Apple-Cheddar-Squash Soup

December 10, 2010

I ran across this recipe on Foodnetwork.com and I immediately thought “this is either going to be amazing or disgusting.” I love butternut squash so I was willing to give it a shot. Turns out that it was amazing: a raging party on my tongue! This soup is full of wonderful fall ingredients and bursting with great flavors that work really well together. It’s a great balance of sweet and savory.

Click here for the recipe. I didn’t want to buy apple cider just for this recipe so I added in an extra apple and used chicken broth instead at the step when the cider is added. For a delicious vegetarian version, skip the prosciutto and substitute vegetable stock for the chicken stock; it will still be delicious! The recipe doesn’t get too specific in its list of ingredients, but that is okay; just use whatever you can easily find or what your heart tells you!
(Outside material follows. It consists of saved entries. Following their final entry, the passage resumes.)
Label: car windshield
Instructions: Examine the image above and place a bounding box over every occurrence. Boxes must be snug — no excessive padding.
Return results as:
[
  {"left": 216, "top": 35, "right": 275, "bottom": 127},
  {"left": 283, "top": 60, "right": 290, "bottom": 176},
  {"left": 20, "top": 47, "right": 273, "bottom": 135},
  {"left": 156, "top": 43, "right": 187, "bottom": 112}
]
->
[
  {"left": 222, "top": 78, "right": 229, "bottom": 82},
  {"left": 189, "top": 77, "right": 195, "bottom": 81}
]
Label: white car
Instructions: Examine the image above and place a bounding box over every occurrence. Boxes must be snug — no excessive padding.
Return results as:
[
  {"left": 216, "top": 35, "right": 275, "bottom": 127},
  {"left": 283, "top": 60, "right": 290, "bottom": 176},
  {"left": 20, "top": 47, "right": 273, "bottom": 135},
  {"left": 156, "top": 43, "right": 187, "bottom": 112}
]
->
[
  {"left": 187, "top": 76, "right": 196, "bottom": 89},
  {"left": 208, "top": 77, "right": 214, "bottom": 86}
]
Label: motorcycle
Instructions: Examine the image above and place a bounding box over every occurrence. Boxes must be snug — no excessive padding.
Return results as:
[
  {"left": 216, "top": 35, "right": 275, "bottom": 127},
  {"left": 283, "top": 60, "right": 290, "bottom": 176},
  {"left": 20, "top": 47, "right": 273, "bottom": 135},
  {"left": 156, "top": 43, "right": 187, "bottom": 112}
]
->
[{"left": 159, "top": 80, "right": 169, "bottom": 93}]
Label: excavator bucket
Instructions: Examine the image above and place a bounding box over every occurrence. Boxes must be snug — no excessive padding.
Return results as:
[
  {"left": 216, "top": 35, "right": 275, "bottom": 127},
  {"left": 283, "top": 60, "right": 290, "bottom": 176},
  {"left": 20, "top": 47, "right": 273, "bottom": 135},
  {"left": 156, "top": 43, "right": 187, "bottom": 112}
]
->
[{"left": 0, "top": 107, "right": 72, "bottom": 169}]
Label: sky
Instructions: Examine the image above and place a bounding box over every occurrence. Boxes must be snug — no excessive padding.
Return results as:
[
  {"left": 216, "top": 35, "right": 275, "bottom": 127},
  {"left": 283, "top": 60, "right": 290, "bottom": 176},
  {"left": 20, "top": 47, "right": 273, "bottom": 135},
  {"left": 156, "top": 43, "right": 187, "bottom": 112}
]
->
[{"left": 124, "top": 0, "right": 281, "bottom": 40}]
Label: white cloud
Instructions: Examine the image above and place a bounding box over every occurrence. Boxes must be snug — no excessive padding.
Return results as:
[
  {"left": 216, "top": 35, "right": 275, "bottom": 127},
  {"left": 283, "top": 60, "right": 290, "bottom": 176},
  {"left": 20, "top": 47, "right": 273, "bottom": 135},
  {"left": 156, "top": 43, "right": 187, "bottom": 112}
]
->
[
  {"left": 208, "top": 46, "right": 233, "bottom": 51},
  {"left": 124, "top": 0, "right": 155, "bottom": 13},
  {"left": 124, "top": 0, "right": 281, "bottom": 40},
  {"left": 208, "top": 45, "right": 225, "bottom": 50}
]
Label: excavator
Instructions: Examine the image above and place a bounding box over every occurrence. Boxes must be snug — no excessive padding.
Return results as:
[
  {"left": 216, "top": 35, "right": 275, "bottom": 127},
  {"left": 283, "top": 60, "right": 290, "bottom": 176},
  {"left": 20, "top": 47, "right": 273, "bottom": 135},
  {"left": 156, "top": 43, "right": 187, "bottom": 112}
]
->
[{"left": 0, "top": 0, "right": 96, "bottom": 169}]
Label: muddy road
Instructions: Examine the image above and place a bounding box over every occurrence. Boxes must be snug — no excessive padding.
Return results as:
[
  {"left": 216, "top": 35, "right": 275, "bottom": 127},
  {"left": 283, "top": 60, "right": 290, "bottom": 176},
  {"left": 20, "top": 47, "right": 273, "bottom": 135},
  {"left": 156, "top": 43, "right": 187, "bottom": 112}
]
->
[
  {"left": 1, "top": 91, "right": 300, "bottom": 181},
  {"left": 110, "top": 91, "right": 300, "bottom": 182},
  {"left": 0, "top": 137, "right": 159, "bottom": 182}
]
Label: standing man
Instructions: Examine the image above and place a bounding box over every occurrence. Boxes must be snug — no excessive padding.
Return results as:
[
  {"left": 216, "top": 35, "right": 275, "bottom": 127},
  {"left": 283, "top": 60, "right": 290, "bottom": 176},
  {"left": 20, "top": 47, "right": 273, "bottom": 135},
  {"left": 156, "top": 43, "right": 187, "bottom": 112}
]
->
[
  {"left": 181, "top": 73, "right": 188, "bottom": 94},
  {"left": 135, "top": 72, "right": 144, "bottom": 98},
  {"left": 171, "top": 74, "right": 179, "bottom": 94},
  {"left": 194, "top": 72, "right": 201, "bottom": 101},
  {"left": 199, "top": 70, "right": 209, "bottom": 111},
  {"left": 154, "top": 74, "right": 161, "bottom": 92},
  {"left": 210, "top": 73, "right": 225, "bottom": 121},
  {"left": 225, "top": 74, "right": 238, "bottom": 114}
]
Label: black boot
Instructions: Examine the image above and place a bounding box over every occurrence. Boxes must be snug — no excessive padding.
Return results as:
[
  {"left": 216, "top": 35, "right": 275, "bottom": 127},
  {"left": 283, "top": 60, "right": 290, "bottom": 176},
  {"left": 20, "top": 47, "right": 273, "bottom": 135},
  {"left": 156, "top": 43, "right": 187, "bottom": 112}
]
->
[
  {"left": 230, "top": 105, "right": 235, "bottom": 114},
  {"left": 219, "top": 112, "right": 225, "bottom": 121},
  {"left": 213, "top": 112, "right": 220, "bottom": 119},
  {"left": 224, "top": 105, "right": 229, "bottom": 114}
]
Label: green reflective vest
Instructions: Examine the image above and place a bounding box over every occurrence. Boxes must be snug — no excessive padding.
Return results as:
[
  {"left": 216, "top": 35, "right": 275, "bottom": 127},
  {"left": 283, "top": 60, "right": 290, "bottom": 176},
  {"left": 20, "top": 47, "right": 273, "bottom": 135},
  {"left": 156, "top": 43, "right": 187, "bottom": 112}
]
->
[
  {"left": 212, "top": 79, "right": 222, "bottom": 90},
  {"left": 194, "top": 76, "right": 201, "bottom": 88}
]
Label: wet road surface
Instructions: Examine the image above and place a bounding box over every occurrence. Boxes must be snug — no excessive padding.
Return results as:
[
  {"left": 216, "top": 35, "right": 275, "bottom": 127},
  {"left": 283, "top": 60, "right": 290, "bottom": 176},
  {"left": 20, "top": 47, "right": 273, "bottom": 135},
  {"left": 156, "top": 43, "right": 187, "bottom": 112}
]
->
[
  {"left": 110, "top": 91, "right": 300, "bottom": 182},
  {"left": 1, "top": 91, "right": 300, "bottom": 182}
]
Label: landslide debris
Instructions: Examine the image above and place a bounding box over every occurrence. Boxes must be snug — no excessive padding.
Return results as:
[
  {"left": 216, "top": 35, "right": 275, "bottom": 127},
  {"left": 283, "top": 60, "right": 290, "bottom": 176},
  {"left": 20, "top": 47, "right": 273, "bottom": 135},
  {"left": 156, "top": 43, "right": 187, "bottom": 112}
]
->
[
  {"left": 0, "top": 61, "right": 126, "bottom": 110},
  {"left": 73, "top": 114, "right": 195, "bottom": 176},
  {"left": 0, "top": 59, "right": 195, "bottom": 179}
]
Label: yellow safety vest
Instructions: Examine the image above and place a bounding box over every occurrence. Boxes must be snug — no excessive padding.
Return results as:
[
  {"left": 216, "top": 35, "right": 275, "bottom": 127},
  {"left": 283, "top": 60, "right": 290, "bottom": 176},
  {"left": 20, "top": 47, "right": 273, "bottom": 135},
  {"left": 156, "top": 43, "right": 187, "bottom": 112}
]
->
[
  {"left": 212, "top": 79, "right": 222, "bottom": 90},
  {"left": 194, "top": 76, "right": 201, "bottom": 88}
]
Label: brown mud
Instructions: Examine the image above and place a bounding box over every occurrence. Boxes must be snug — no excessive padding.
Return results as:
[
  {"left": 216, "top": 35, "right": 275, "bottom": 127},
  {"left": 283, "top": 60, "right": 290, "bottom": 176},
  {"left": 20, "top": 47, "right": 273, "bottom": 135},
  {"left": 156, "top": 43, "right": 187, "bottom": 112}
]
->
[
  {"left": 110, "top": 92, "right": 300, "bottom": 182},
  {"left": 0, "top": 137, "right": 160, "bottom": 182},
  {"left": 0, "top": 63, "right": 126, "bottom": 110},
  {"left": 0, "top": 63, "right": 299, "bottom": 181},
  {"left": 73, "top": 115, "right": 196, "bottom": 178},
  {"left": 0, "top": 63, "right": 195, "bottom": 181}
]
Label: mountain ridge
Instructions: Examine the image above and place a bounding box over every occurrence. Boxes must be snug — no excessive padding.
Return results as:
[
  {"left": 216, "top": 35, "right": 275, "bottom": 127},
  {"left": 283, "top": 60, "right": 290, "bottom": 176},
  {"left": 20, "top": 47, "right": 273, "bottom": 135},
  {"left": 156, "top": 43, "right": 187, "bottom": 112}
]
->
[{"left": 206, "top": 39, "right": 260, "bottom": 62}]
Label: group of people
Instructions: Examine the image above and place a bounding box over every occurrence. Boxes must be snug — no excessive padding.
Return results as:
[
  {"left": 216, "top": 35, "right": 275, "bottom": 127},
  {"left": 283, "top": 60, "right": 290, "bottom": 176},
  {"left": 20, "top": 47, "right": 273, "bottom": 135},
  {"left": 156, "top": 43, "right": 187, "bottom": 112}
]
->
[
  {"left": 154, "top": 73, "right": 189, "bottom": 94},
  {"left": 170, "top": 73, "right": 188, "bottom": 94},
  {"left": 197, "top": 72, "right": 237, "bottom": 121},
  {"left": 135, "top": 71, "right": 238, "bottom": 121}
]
If you’re not familiar with prepping butternut squash, it’s important to know that it is known to cause “contact dermatitis” for many people. This is a minor skin allergy caused from contact with the flesh of the squash. If you experience this, apply Cortisone cream and it should clear up within a day or so. If you have sensitive skin, you may just want to take the precaution of wearing latex gloves. Many places sell butternut squash already cut into small squares. You can also buy one whole, peel the skin off with a peeler, and chop into small chunks.